Elizabeth Elwyn Davis and Simon D. Levy
Computer Science Department, Washington and Lee University
This undergraduate senior honors thesis focuses on the problem that machine translators face in choosing the correct translation of a polysemous English noun in a foreign language which differentiates between the noun’s several meanings. For instance, general-purpose internet translators such as BabelFish cannot distinguish between the meanings of the English noun bat, generating the French word for the baseball implement rather than that for the flying mammal - even when provided with such contextual hints as “wings” and “cave.”
Statistical machine translation offers a solution for this issue. By constructing probabilistic models or otherwise associating words with each other, statistical methods can simulate a contextual understanding for the translator. Latent Semantic Analysis (LSA; [Foltz & Laham1998]) is one of the tools which fall into this category.
LSA is a well-developed technique and theory for relating words and meanings by analyzing text corpora. A multidimensional vector represents each word and each sentence or other contextual block, and similarity or disparity of meaning can then be calculated by the relative angles of these vectors. LSA uses singular value decomposition [Golub & Van Loan1996] on matrices constructed from words and passages in the learning texts to reduce the number of dimensions in these vectors. Such a dimensional reduction has been shown to be capable of producing simulations of human contextual associations significantly better than simple proximity frequencies.

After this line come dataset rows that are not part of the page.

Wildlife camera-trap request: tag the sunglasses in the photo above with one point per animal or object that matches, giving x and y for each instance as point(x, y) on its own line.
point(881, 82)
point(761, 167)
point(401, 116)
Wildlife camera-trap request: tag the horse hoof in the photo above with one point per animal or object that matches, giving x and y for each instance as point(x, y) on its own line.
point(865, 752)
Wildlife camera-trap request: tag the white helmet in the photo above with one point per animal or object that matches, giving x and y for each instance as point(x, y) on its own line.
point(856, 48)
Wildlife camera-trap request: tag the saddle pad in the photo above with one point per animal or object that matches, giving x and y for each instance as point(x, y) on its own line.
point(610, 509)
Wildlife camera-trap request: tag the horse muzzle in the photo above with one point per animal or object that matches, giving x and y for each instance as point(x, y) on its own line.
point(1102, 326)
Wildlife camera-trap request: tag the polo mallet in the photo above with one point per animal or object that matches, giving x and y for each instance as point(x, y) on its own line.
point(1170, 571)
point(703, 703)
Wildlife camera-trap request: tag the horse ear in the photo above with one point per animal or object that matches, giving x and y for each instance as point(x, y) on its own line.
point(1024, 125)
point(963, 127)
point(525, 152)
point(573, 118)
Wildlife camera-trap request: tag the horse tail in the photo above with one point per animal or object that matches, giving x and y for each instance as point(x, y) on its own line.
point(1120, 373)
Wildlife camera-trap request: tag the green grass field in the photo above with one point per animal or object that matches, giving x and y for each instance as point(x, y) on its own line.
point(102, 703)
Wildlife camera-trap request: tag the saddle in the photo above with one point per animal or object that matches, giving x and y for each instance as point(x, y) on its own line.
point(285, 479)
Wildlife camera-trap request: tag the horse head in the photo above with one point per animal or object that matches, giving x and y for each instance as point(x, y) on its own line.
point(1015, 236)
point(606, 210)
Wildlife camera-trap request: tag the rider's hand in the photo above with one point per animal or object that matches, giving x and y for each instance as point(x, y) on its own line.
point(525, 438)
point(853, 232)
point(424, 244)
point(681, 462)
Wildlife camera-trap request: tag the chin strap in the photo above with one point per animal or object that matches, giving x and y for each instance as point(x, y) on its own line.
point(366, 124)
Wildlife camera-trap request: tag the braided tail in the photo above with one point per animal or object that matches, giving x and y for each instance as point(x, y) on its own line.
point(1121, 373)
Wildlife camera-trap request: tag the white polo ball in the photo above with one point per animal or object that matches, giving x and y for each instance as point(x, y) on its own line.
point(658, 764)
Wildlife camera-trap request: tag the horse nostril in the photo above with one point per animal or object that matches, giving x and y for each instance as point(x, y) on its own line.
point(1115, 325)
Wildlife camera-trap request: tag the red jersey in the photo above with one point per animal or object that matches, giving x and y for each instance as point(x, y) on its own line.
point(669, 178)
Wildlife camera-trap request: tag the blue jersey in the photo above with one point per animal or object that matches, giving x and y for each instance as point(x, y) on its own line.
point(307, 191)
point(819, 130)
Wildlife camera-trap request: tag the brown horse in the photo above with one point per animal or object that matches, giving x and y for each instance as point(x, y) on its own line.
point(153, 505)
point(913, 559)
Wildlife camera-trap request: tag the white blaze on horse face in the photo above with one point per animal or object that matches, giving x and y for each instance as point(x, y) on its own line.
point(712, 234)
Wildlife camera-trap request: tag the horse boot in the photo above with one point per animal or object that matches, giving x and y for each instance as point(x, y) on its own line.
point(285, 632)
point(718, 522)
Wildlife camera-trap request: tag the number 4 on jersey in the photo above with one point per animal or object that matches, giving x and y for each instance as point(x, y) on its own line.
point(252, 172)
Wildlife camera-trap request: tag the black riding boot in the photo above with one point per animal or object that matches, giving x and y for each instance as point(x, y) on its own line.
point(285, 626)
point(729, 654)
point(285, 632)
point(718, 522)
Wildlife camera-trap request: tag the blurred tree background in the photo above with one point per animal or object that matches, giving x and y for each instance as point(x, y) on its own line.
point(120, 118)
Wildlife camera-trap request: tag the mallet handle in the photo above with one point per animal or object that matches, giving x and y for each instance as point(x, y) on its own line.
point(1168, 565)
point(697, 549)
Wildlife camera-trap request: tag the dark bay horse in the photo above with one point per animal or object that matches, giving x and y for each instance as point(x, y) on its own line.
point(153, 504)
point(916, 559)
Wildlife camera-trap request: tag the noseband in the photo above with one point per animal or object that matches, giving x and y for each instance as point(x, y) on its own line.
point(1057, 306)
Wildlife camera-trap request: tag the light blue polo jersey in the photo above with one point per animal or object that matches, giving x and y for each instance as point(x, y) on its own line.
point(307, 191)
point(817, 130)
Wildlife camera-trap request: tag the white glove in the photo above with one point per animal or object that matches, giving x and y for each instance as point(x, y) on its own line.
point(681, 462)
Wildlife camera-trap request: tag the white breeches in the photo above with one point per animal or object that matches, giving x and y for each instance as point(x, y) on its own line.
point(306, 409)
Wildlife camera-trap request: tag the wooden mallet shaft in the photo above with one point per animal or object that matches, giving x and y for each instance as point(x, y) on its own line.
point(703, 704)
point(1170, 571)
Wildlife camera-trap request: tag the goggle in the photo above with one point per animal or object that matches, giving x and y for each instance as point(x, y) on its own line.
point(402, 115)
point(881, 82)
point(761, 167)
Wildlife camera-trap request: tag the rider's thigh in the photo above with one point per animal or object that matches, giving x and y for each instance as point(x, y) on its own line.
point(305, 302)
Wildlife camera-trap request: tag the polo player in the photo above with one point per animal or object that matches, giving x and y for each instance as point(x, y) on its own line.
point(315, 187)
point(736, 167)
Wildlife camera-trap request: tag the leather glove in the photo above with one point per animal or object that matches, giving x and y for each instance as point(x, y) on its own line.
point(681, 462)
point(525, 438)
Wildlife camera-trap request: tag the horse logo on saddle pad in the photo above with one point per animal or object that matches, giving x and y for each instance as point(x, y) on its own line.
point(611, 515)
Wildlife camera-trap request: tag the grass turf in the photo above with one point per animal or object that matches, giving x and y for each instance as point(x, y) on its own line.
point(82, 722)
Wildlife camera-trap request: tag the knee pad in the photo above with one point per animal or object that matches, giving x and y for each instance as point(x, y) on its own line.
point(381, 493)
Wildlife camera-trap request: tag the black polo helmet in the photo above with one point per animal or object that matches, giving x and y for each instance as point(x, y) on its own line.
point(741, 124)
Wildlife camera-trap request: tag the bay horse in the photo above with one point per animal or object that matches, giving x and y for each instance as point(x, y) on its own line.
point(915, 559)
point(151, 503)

Although one of LSA’s greatest potential uses is in dealing with polysemy and synonymy, most studies to date have focused upon its applications in searching, including cross-language document retrieval. In the “Intelligent Essay Assessor” (http://www.knowledge-technologies.com/), a commercial product which evaluates students’ knowledge and writing skill, LSA has also been applied as a vocabulary analyzer. Some research has been done on LSA’s use in translating eastern languages [Kim, Chang, & Zhang2002], the relative scarcity of papers directly concerned with LSA-implemented machine translation suggests that this is still an open field.
This thesis examines LSA’s use in lexical disambiguation, under the hypothesis that a standard automated translation method, such as that used by SYSTRAN’s BabelFish and Google translator, when integrated with an LSA model should produce highly accurate word choice for polysemous nouns through analysis of context. Testing of the LSA model on a small, controlled sample space has produced results that affirm LSA’s ability to differentiate between noun meanings. For example, given any usage of “cave” or “umpire” in the target passage, LSA can determine which meaning of “bat” is appropriate, and translate accordingly.
As the use of a Bayesian probability calculation on a simple co-occurrence frequency table created from the same data has similar disambiguation capabilities, the paper also incorporates comparison of LSA with the Bayesian model. The comparative ease of use and small size of the Bayesian method is weighed against LSA’s broader range, as it associate more words with the polysemous nouns through the manipulation of its matrix. Other aspects of the project which are still in progress include automating the acquisition of training data for the LSA matrix and handling plurals.
In addition, our translation program can be connected to an online translator such as BabelFish for a practical demonstration of its capabilities. Given a sentence, the online translator generates a translation in the target language, which is then examined by the LSA or Bayesian model to determine if any polysemous noun present was interpreted accurately, and to correct the translation if necessary.